[<prev] [next>] [<thread-prev] [thread-next>] [day] [month] [year] [list]
Message-ID: <YnkaUk0mZNuPsZ5r@phenom.ffwll.local>
Date: Mon, 9 May 2022 15:42:42 +0200
From: Daniel Vetter <daniel@...ll.ch>
To: Dmitry Osipenko <dmitry.osipenko@...labora.com>
Cc: Daniel Stone <daniel@...ishbar.org>,
Thomas Zimmermann <tzimmermann@...e.de>,
David Airlie <airlied@...ux.ie>,
Gerd Hoffmann <kraxel@...hat.com>,
Gurchetan Singh <gurchetansingh@...omium.org>,
Chia-I Wu <olvaffe@...il.com>,
Daniel Almeida <daniel.almeida@...labora.com>,
Gert Wollny <gert.wollny@...labora.com>,
Gustavo Padovan <gustavo.padovan@...labora.com>,
Tomeu Vizoso <tomeu.vizoso@...labora.com>,
Maarten Lankhorst <maarten.lankhorst@...ux.intel.com>,
Maxime Ripard <mripard@...nel.org>,
Rob Herring <robh@...nel.org>,
Steven Price <steven.price@....com>,
Alyssa Rosenzweig <alyssa.rosenzweig@...labora.com>,
Rob Clark <robdclark@...il.com>,
Emil Velikov <emil.l.velikov@...il.com>,
Robin Murphy <robin.murphy@....com>,
Dmitry Osipenko <digetx@...il.com>,
linux-kernel@...r.kernel.org, dri-devel@...ts.freedesktop.org,
virtualization@...ts.linux-foundation.org
Subject: Re: [PATCH v4 10/15] drm/shmem-helper: Take reservation lock instead
of drm_gem_shmem locks
On Fri, May 06, 2022 at 01:49:12AM +0300, Dmitry Osipenko wrote:
> On 5/5/22 11:12, Daniel Vetter wrote:
> > On Wed, May 04, 2022 at 06:56:09PM +0300, Dmitry Osipenko wrote:
> >> On 5/4/22 11:21, Daniel Vetter wrote:
> >> ...
> >>>>> - Maybe also do what you suggest and keep a separate lock for this, but
> >>>>> the fundamental issue is that this doesn't really work - if you share
> >>>>> buffers both ways with two drivers using shmem helpers, then the
> >>>>> ordering of this vmap_count_mutex vs dma_resv_lock is inconsistent and
> >>>>> you can get some nice deadlocks. So not a great approach (and also the
> >>>>> reason why we really need to get everyone to move towards dma_resv_lock
> >>>>> as _the_ buffer object lock, since otherwise we'll never get a
> >>>>> consistent lock nesting hierarchy).
> >>>>
> >>>> The separate locks should work okay because it will be always the
> >>>> exporter that takes the dma_resv_lock.
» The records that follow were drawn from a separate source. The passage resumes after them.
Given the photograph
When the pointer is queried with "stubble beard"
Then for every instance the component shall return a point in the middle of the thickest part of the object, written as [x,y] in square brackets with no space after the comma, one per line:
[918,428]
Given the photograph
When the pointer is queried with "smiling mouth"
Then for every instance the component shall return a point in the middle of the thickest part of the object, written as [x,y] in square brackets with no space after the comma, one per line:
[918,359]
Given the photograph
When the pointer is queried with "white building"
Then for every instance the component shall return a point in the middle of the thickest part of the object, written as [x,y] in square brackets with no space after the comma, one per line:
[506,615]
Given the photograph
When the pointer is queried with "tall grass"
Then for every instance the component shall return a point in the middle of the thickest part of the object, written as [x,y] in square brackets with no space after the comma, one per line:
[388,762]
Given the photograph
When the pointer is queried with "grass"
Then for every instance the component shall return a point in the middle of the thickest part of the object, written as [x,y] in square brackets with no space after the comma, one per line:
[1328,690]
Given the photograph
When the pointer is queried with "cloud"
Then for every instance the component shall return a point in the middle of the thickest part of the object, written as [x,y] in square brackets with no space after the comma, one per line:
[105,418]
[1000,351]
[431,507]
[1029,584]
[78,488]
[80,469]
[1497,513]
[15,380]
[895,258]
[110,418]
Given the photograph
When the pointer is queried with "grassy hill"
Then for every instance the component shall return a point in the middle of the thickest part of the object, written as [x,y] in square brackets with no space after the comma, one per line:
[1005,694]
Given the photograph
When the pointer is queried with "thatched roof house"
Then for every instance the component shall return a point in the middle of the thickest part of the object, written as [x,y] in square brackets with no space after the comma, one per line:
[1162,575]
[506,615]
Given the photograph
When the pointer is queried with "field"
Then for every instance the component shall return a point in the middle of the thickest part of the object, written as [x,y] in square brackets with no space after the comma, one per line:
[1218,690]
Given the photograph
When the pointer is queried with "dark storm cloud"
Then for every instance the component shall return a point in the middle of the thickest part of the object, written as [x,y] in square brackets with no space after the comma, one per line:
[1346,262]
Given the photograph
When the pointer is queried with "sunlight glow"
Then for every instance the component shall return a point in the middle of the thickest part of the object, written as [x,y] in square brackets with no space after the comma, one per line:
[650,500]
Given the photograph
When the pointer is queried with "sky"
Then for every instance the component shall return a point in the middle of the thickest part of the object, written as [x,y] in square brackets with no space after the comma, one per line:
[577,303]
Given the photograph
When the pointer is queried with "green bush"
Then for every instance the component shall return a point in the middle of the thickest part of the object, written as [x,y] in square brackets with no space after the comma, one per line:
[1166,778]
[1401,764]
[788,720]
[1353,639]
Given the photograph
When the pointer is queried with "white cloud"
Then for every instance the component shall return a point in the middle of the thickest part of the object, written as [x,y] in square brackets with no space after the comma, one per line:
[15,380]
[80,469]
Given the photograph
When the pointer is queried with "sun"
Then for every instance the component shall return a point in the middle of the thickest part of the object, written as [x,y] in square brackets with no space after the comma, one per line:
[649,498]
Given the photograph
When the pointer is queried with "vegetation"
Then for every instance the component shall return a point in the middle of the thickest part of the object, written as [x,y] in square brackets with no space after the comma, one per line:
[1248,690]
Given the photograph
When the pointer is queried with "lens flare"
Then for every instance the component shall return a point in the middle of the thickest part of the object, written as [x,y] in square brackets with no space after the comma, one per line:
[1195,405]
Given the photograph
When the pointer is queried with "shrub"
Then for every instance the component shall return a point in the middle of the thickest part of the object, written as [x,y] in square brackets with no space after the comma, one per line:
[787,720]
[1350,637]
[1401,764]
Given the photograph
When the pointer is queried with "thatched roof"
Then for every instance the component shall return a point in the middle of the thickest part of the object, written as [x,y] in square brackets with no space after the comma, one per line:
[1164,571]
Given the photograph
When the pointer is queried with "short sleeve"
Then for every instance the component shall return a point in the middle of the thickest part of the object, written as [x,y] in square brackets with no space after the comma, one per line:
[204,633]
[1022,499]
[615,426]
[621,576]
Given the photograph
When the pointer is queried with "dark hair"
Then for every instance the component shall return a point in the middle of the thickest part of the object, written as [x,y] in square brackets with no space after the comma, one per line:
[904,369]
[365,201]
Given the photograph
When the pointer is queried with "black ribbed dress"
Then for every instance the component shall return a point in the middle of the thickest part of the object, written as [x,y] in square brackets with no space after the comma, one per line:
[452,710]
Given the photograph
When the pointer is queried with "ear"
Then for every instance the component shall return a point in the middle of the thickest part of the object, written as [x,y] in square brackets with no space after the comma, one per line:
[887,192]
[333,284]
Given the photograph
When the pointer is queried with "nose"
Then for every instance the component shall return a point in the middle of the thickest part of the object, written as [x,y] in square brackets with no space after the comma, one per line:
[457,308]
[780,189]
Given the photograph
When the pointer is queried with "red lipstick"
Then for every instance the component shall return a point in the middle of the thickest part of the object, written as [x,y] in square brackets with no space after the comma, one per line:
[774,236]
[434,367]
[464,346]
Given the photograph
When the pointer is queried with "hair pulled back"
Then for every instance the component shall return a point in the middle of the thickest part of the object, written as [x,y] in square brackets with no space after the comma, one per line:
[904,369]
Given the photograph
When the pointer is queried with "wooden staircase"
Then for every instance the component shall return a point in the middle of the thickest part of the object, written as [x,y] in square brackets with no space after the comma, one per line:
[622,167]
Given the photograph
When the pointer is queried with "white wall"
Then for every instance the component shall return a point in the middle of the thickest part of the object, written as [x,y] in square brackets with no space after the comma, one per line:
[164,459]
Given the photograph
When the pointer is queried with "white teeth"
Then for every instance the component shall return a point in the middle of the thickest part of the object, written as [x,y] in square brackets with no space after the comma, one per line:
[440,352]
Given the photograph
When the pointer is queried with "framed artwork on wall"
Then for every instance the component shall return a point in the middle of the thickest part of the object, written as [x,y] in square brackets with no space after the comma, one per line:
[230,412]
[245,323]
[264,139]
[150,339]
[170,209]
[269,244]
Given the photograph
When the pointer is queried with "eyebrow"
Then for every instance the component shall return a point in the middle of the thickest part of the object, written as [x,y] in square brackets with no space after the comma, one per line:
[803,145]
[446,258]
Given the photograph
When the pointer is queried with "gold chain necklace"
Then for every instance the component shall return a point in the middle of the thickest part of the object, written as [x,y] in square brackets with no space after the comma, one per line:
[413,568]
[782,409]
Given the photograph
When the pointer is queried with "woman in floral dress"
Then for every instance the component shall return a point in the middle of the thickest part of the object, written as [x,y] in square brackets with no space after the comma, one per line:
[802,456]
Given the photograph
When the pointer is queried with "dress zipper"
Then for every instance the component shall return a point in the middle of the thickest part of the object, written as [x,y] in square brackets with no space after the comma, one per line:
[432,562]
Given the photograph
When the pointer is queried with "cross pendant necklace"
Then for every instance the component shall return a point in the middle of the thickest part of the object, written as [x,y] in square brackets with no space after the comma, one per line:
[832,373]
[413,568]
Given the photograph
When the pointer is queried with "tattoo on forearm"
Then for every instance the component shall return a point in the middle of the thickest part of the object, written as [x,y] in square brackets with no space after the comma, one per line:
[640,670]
But I agree that it's less ideal
> >>>> than defining the new rules for dma-bufs since sometime you will take
> >>>> the resv lock and sometime not, potentially hiding bugs related to lockings.
> >>>
> >>> That's the issue, some importers need to take the dma_resv_lock for
> >>> dma_buf_vmap too (e.g. to first nail the buffer in place when it's a
> >>> dynamic memory manager). In practice it'll work as well as what we have
> >>> currently, which is similarly inconsistent, except with per-driver locks
> >>> instead of shared locks from shmem helpers or dma-buf, so less obvious
> >>> that things are inconsistent.
> >>>
> >>> So yeah if it's too messy maybe the approach is to have a separate lock
> >>> for vmap for now, land things, and then fix up dma_buf_vmap in a follow up
> >>> series.
> >>
> >> The amdgpu driver was the fist who introduced the concept of movable
> >> memory for dma-bufs. Now we want to support it for DRM SHMEM too. For
> >> both amdgpu ttm and shmem drivers we will want to hold the reservation
> >> lock when we're touching moveable buffers. The current way of denoting
> >> that dma-buf is movable is to implement the pin/unpin callbacks of the
> >> dma-buf ops, should be doable for shmem.
> >
> > Hm that sounds like a bridge too far? I don't think we want to start
> > adding moveable dma-bufs for shmem, thus far at least no one asked for
> > that. Goal here is just to streamline the locking a bit and align across
> > all the different ways of doing buffers in drm.
> >
> > Or do you mean something else and I'm just completely lost?
>
> I'm talking about aligning DRM locks with the dma-buf locks. The problem
> is that the convention of dma-bufs isn't specified yet. In particular
> there is no convention for the mapping operations.
>
> If we want to switch vmapping of shmem to use reservation lock, then
> somebody will have to hold this lock for dma_buf_vmap() and the locking
> convention needs to be specified firmly.
Ah yes that makes sense.
> In case of dynamic buffers, we will also need to specify whether
> dma_buf_vmap() should imply the implicit pinning by exporter or the
> buffer must be pinned explicitly by importer before dma_buf_vmap() is
> invoked.
>
> Perhaps I indeed shouldn't care about this for this patchset. The
> complete locking model of dma-bufs must be specified first.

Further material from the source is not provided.